GNN
$$
H^{(k+1)} = activation(D^{-1/2}(A+I)D^{1/2}H^kW) \
A = adjacent \ matrix \
D = degree \ matrix \
H^0 = features \ of \ graph \ nodes \
W = trainable \ variables
$$
Reason:
$(A+I)H$ represents that the feature of one node is the sum of features of node itself (plus $I$) and its adjacent nodes( $A$)
$D^{-1/2}(A+I)D^{1/2}$ = normalized ($D^-1$)
GIN
This is one of my favourite papers.
ref: How powerful are graph neural networks (ICLR2019)
Lemma 2. Let G1 and G2 be any two non-isomorphic graphs. If a graph neural network A : G → $R^d$ maps G1 and G2 to different embeddings, the Weisfeiler-Lehman graph isomorphism test also decides
G1 and G2 are not isomorphic.
lemma 2 means that upper bound of GNN equals to 1-dim WL test
Theorem 3. Let A : G → $R^d$ be a GNN. With a sufficient number of GNN layers, A maps any
graphs G1 and G2 that the Weisfeiler-Lehman test of isomorphism decides as non-isomorphic, to
different embeddings if the following conditions hold: all of operations in GNN (aggregate, combine and readout are injective(单射))

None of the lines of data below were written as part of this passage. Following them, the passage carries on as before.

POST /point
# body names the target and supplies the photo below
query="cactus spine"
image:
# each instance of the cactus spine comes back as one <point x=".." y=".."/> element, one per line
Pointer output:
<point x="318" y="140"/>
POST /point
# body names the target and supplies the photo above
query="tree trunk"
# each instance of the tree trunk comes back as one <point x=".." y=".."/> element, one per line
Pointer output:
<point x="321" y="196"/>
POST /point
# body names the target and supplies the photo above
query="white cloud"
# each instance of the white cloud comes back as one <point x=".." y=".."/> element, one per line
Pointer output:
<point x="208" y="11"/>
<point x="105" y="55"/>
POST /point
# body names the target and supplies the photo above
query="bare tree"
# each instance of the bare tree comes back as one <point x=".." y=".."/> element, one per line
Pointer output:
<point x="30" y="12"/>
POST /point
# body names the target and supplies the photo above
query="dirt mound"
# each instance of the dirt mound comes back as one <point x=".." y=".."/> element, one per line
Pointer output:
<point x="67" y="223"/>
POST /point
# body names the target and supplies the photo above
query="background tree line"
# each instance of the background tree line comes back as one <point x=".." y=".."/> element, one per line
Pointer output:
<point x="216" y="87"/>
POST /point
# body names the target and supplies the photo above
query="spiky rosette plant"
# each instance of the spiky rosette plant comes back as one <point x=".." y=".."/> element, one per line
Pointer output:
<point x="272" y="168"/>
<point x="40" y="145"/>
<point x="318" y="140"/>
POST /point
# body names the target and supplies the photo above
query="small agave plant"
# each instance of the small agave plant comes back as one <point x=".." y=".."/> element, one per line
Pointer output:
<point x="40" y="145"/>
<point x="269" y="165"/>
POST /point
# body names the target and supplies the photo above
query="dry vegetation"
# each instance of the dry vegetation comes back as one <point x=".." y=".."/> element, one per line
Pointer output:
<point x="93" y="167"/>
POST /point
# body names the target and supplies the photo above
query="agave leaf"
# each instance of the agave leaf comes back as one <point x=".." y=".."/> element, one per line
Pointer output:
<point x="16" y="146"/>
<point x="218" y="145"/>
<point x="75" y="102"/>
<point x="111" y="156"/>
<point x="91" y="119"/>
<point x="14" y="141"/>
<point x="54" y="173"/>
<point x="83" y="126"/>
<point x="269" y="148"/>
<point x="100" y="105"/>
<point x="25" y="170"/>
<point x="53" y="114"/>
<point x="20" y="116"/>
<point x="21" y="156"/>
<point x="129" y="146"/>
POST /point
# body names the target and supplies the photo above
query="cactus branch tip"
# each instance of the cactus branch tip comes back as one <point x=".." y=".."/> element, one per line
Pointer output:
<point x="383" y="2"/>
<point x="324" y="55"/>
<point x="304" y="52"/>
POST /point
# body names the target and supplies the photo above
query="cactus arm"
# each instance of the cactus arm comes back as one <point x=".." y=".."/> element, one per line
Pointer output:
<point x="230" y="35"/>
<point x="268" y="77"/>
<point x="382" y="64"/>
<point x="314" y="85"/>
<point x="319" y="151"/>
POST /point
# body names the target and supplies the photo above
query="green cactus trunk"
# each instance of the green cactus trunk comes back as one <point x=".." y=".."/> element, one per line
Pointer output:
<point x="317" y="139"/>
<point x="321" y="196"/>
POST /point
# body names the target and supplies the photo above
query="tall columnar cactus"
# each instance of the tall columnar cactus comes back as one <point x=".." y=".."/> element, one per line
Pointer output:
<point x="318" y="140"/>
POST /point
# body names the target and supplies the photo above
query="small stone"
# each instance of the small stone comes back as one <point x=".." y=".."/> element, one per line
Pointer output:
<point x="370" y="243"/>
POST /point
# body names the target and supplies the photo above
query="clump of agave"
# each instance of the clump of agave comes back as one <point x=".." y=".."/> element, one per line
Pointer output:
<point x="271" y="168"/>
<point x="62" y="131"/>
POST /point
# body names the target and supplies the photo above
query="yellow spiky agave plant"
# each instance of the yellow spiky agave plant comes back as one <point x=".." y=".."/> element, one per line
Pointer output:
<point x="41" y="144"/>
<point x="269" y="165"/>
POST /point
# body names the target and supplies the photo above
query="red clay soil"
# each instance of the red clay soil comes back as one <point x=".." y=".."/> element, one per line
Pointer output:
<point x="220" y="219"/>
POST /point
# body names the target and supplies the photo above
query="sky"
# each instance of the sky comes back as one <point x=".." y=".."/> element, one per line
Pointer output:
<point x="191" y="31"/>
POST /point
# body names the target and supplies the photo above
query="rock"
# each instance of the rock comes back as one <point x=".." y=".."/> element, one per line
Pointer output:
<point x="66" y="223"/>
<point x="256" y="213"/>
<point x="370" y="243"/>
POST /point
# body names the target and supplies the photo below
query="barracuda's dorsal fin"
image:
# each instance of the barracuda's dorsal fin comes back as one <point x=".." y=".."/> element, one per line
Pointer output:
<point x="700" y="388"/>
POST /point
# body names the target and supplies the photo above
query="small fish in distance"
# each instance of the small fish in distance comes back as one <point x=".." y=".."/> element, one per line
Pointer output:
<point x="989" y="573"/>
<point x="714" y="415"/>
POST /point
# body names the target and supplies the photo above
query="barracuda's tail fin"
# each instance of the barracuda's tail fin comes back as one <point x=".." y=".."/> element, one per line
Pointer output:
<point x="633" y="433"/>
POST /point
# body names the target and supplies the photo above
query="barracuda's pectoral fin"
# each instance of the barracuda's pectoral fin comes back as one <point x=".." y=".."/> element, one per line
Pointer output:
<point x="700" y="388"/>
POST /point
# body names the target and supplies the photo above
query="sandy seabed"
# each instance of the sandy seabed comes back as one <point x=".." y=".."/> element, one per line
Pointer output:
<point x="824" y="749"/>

based on theorem 3, we can propose a simplest GNN model : GIN, where aggeregate = sum, combine = (1+ $\alpha$) h + aggeragate , ($alpha$ is simply a pre-defined scalar)
GMN
Graph match
(input G1 G2, output similarity score)
Only difference with GNN: when we combine information, we will consider one more term:
$\mu_{j\rightarrow i} = a_{j\rightarrow i}(h_{i}^{(t)}- h_{j}^{(t)})$
i,j different graph, $a_{j\rightarrow i}$ is the softmax value of vector difference between hi and hj.